I like the ancient Egyptian view of the afterlife-your spirit (“KA”) was free to do whatever it wanted, and live as a human in paradise. But it HAD to return to the mummified body periodically-or it would cease to exist. I think the “KA” would rest up periodically, when immortality got boring!
No way. Live forever? Psh. I’m forty and I’m bored already.
Yeah, I don’t think boredom would really be a problem. I’ve already forgotten much, maybe most of what I learned in college twenty years ago for instance. So it’s not like I’d learn everything and get bored. I figure every 20-30 years it’d be time to learn a new vocation and in the meantime I’d forget most of all my former vocations.
I just thought of a problem though. The OP says “when humanity comes to an end, you will die with it.” What about evolution? Do I get to evolve along with everyone else? Or, in 100,000 years will I be the shortest, weakest, ugliest and most stupid person on the planet, even though technically we’re still the same species?
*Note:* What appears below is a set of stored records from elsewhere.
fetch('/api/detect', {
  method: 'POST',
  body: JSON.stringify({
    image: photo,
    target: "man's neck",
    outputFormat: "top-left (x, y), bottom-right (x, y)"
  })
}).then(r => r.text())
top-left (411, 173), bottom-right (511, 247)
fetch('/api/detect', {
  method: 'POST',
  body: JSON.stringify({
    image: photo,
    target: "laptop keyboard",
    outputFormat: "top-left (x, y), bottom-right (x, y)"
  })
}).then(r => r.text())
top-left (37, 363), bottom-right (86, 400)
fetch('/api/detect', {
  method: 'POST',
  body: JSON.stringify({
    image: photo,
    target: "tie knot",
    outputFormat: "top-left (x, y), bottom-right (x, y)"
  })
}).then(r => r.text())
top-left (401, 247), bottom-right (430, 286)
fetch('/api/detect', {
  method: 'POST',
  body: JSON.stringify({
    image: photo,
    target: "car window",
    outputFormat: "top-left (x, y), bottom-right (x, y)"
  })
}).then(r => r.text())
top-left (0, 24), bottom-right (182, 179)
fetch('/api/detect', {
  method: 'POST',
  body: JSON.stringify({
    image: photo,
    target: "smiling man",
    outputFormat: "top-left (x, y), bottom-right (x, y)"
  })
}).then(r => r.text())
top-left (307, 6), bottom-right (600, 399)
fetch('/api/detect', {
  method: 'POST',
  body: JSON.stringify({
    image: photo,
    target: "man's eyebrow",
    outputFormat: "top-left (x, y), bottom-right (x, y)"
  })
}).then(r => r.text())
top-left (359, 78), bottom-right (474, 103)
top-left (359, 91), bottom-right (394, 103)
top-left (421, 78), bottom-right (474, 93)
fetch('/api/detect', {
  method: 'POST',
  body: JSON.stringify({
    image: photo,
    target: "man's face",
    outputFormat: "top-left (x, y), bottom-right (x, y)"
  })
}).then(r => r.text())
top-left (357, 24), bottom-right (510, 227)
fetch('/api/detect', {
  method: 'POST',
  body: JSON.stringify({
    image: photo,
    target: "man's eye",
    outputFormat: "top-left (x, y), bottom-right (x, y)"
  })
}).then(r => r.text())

Do I die when humanity eventually does become a new species?
It would really be a tossup if I were offered the decision right now. I mean, there is a slight chance that there is an afterlife, but there would also be the slight chance that if I chose immortality, even if there were some way for me to willfully end my life, that I would be trapped in a situation where I could not exercise this and yet still not die.
I’d rather wink out of existence than stay trapped in rock for billions of years (“It’s longer than you think!”)
You know how when you were a teenager, and you and all your friends agreed that it would be totally awesome if you could just be a teenager forever?
I have a feeling that to make a decision now to be immortal would be as uninformed as a decision then to never be an adult.
Plus, what if something toally awesome happens when you die? I’m dying to find out (heh).
No.
I just don’t like life enough.
I’d take the deal as stated. And what’s this with ending when humanity comes to an end? I want live beyond that. Life will still be pretty sweet with just me and my robots.
I’d take it. I’d take it even more readily if there was a suicide opt-out. Levdrakon brings up an interesting wrinkle, though.
And what if we all go to hell ?
Also, a thought on the OP :
Since you are human, as long as you live humanity is not dead, therefore you cannot die without dying first. That would make a great twist for a deal-with-the-Devil story . . . as long as you’re not at the sharp end of it.
Have we learned nothing from classic television concerning the downside of immortality? If we don’t learn from television, we will have to learn from our own experience. I have in mind such cautionary tales as The Twilight Zone’s “Escape Clause” and “Long Live Walter Johnson,” and original* Star Trek*’s “Requiem for Methuselah .”
Immortality? No, thanks. But I’ll take a natural lifespan in perfect health and the grace to give up the ghost when my time is nigh. On a hypothetical note, if my aging process had to be arrested at a particular age, it would not be 25. I would pick 42. When I was 25, I thought 42 was the perfect age. Today, at 52, I still think 42 is where it’s at.
Assuming the goverment isn’t going to keep me locked up in a lab somewhere; then yeah, sure.
Or how about HELL YES!
Not to mention the “world weariness” of the elves of Tolkien. There’s a reason why mortality
is called the “Gift of Men.”
Most definitely! Consequences be damned. I’d have plenty of time to think about them anyway.
Because in that world the afterlife is a fact, and because the souls of Men leave the world that the Elves are weary of. And because that world is a long slide from near paradise to a decayed, weaker, uglier world; as opposed to the real world, which trends in the opposite direction.